宗房(そうぼう)、そなたはどういう俳諧師(はいかいし)になりたい?」


 兄弟子で主君でもある良忠(蝉吟(せんぎん))に問われた。

 二人でいる時は身分を超えて、俳号で呼ぶ約束だった。


「……春や来し年や行きけん小晦日」


 宗房は俳諧で答えた。


「基本に忠実、それでいて、軽やかだな」


 蝉吟(せんぎん)はそう評した。


「だけど、どうも面白みが無いですね」

 

 宗房は口惜しそうに漏らす。


「そうか。月日が人のように行き交うところが面白い。月日は百代の過客にして……」


 蝉吟(せんぎん)があの有名な句の冒頭を詠んだ。

 俳諧は連歌から派生した物だが、誰かが詠んだ句に、即興で句で応えることに醍醐味がある。

 現代の俳句のように上品ではなく、漢語や普段使う言葉などを使い滑稽さを加えて詠むものであった。


「それは良い句になりそうですね」


「そうだな。またどこかで使ってみると良い」


「はい。いつか伊賀を離れて、俳諧を詠みながら全国を旅してみたいです」


 宗房は自分がおそらく、一生、この伊賀の里を離れられないと感じていた。

 宗房の母方は伊賀の忍びの棟梁である百地家であり、宗房は生涯、百地家の下忍として仕える約束だった。

 藤堂家に仕えたのも内偵のような役割のためであった。

 それと引き換えに、兄の半左衛門は農家として平和な日々を送れる事になっていた。

 

「そうか、いつか、私が連れていってやる。その前にどこかの城の普請(ふしん)に駆り出されるかもしれぬが」


 寛文二年(1662年)五月一日に推定震度六の「寛文近江・若狭地震」が発生し、伏見城、大阪城、佐和山城など多数の城が破損し、城普請の名人である藤堂高虎は地震で破損した城の修復に追われた。

 伊賀国上野の侍大将、藤堂新七郎良清も高虎と共に活躍するが、良忠、宗房(むねふさ)も当然、城の修復に駆り出されることになった。

 年末なっても余震は続いていて、正月明けにはまた、城の修復に行くことになっていた。

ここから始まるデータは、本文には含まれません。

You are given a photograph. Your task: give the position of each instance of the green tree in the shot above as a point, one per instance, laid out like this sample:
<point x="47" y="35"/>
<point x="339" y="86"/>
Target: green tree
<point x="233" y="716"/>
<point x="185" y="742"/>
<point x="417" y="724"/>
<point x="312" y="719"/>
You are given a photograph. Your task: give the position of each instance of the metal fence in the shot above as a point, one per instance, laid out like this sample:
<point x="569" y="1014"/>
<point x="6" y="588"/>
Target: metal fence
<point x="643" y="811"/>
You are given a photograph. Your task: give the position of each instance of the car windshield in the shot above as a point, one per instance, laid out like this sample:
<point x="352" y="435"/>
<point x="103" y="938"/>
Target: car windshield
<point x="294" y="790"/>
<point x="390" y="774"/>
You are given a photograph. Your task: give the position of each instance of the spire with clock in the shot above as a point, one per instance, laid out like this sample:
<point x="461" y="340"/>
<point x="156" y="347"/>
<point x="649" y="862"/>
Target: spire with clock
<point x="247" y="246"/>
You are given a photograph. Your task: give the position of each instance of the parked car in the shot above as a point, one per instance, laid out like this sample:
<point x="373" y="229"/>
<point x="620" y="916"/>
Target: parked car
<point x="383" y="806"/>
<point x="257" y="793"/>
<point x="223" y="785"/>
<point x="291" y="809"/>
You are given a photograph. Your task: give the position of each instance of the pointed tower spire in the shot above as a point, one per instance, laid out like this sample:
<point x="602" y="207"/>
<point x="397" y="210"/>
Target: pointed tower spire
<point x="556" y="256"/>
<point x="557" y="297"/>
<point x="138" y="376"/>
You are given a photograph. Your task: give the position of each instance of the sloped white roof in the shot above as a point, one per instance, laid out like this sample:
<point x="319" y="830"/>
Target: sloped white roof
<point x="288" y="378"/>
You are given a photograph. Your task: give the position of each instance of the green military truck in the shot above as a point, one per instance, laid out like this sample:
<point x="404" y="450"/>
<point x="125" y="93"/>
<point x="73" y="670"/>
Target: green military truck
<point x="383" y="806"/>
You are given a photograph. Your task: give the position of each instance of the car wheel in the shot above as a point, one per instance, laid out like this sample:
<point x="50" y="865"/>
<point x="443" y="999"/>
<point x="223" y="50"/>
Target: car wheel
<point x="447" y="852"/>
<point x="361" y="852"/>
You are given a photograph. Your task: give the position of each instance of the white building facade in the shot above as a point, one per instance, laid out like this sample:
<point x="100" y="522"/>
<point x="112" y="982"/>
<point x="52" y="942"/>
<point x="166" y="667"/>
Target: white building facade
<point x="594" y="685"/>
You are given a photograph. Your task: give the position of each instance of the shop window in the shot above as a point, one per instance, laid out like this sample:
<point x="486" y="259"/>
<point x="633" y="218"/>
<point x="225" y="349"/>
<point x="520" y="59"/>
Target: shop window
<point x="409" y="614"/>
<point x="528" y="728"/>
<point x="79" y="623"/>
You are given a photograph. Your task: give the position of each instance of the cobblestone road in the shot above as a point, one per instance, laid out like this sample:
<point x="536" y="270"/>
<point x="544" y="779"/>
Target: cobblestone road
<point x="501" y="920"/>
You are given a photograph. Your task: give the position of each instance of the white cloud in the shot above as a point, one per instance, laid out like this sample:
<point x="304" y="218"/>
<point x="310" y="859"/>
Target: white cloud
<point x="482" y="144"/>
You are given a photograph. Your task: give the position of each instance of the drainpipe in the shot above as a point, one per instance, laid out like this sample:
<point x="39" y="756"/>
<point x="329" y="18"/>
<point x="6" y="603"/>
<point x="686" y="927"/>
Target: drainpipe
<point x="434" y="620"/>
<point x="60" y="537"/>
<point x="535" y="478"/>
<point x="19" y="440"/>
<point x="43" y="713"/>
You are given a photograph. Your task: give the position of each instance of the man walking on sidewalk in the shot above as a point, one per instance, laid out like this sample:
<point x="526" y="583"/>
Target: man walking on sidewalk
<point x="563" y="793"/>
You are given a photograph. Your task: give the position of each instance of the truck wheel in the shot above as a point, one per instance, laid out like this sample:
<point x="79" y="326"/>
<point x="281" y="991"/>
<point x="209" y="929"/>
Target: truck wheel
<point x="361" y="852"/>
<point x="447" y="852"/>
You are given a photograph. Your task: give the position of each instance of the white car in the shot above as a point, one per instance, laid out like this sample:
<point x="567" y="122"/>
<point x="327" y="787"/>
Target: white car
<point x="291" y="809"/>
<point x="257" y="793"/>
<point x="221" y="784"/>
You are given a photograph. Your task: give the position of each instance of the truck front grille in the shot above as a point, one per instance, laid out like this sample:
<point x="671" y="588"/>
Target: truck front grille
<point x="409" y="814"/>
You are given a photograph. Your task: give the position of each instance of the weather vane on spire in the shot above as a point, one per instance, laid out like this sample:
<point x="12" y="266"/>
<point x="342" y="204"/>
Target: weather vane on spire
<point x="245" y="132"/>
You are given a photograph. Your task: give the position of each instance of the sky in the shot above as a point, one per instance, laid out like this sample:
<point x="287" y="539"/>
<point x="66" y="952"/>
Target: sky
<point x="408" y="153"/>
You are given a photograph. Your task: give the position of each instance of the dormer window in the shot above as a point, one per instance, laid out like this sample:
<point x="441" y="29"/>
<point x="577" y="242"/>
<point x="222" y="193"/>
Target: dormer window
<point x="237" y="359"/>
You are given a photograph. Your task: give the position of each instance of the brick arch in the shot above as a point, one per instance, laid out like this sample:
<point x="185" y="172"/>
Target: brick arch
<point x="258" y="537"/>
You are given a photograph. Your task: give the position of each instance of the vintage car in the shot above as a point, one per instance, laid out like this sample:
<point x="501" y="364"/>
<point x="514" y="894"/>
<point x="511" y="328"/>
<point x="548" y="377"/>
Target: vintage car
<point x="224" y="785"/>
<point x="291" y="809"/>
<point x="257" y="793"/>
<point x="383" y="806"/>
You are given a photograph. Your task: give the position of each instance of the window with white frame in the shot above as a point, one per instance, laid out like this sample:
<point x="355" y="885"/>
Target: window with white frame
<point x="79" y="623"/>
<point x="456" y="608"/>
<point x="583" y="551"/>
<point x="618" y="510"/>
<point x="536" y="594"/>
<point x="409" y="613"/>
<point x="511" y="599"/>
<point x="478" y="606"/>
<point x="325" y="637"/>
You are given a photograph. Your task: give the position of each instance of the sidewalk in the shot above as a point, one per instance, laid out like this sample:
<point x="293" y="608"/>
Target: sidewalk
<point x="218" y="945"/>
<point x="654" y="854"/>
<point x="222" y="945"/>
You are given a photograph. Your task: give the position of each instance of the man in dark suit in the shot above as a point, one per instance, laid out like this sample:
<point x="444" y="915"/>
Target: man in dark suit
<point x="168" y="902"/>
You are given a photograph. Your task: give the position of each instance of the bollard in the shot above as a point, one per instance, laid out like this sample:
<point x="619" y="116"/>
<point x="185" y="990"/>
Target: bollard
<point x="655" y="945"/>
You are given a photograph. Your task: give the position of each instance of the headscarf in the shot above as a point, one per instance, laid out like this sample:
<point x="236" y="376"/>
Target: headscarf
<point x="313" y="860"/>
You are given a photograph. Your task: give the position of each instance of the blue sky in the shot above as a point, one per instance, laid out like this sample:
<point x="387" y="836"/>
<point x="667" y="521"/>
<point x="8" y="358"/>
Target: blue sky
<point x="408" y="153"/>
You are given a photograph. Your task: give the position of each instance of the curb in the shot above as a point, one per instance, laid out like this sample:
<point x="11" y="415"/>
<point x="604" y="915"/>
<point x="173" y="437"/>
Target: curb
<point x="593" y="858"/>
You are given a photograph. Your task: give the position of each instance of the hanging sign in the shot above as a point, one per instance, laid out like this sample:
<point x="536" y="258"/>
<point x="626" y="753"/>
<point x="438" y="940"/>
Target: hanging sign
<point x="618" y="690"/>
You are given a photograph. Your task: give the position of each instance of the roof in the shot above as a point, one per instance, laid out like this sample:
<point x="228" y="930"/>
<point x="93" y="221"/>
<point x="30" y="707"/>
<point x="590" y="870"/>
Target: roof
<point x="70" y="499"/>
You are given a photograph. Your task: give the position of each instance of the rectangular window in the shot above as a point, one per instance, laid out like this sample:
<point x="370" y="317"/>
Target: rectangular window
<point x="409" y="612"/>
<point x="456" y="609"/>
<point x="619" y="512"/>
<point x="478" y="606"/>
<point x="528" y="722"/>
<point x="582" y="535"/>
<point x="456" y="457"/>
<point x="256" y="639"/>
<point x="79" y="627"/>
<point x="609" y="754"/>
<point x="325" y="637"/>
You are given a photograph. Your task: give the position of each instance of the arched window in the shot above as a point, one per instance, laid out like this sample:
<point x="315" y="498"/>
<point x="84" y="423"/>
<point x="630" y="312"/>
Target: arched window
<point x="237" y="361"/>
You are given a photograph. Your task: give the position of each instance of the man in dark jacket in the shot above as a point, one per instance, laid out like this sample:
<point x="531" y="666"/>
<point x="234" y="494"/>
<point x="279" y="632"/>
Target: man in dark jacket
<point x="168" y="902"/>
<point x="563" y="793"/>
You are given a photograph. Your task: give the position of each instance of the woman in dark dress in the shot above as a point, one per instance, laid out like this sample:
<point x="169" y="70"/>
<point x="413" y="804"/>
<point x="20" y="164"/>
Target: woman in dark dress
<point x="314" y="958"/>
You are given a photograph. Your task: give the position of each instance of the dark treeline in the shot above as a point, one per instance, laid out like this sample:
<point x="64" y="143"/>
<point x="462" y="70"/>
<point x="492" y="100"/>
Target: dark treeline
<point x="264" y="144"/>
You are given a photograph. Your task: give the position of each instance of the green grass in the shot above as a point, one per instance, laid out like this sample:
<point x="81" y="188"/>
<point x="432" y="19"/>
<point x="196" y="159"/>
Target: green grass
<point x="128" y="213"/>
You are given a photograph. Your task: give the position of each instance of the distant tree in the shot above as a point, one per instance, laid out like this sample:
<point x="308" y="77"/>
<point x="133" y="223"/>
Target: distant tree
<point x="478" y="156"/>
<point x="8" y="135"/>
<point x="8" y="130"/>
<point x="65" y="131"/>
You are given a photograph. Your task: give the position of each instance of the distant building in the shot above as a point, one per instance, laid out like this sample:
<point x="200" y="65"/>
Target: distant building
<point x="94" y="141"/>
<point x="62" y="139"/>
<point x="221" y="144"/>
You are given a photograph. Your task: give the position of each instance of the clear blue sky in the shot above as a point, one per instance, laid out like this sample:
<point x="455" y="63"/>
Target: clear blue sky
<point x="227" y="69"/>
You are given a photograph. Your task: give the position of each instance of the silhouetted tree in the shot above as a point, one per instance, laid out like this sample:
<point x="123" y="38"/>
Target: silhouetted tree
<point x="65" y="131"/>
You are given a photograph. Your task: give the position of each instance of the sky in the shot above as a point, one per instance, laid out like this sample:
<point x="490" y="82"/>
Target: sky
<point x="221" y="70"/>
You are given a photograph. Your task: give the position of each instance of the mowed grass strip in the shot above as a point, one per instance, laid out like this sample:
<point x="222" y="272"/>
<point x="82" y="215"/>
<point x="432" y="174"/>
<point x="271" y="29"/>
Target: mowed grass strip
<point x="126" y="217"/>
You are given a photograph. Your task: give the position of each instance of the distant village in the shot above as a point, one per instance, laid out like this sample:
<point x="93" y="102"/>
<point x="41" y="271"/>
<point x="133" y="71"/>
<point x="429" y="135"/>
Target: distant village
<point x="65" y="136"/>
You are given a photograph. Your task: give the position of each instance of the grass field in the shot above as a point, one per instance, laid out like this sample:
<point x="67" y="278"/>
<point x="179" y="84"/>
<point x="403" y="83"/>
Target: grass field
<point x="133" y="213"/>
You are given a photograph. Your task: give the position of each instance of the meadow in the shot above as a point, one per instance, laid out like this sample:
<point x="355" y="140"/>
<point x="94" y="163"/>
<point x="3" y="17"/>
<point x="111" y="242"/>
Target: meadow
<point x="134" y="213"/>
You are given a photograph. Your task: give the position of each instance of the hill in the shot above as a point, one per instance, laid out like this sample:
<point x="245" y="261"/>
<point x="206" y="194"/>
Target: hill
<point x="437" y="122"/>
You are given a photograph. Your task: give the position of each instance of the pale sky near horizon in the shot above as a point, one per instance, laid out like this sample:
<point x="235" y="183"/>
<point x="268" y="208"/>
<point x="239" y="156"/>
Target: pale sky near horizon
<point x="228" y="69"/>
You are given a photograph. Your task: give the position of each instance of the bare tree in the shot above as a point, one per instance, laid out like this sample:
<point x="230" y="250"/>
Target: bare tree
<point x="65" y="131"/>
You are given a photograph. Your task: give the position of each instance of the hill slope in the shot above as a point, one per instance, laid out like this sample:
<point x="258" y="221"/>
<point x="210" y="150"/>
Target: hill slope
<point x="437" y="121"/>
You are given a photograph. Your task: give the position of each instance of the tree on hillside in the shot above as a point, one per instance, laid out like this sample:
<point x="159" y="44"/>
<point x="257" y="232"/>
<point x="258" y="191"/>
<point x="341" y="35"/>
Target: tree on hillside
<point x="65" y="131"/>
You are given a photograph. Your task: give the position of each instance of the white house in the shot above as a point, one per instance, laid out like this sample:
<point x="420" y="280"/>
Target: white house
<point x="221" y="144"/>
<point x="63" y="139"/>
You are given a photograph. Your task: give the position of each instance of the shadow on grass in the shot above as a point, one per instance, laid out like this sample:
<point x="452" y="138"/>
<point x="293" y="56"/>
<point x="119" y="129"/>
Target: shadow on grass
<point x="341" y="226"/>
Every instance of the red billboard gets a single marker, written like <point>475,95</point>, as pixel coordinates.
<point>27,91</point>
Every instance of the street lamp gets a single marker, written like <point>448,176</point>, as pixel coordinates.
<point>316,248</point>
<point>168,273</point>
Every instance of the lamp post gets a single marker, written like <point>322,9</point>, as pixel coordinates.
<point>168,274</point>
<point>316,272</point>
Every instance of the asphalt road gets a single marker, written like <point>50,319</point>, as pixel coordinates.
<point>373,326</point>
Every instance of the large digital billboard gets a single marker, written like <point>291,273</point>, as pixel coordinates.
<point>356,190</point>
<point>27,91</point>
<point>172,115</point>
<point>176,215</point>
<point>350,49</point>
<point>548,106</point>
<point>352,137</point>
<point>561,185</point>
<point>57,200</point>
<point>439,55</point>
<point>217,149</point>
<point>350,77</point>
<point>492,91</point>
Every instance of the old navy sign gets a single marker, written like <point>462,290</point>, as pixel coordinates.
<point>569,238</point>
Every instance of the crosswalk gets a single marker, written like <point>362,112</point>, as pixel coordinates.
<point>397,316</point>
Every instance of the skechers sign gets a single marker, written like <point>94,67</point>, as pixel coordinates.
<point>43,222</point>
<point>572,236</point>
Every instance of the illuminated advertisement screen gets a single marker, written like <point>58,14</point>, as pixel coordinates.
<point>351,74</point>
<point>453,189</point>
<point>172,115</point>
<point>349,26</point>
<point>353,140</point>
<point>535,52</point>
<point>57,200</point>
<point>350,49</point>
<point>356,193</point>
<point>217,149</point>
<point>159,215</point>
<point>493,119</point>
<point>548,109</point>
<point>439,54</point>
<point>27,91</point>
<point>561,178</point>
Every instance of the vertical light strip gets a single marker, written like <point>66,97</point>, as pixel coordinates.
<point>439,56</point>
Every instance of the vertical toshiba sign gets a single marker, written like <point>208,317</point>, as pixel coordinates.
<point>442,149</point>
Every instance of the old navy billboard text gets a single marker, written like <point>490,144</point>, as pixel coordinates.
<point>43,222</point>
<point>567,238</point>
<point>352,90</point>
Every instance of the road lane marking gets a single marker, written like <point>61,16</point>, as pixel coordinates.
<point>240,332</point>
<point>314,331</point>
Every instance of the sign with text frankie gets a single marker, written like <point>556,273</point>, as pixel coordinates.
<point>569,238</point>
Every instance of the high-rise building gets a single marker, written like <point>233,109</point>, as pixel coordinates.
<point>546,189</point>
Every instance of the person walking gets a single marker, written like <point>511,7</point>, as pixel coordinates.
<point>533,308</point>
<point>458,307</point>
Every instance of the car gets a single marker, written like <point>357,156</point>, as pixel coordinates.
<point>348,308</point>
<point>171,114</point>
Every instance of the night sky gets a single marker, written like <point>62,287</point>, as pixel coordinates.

 後に江戸に出た宗房改め桃青(とうせい)(後の芭蕉)が神田川分水工事に携わった時、この時の経験を活かして現場監督のような仕事をしている。


「どうか、連れていって下さい。楽しみにしておきます」


「そうだな。きっと連れて行く」


 蝉吟(せんぎん)はそう言って破顔した。

 四年後の寛文六年(1666年)に蝉吟(せんぎん)こと、良忠は亡くなってしまう。

 だが、蝉吟(せんぎん)の残した「月日は百代の過客にして」は、松尾芭蕉の『奥の細道』の冒頭の句として、多くの人の心に刻まれることになる。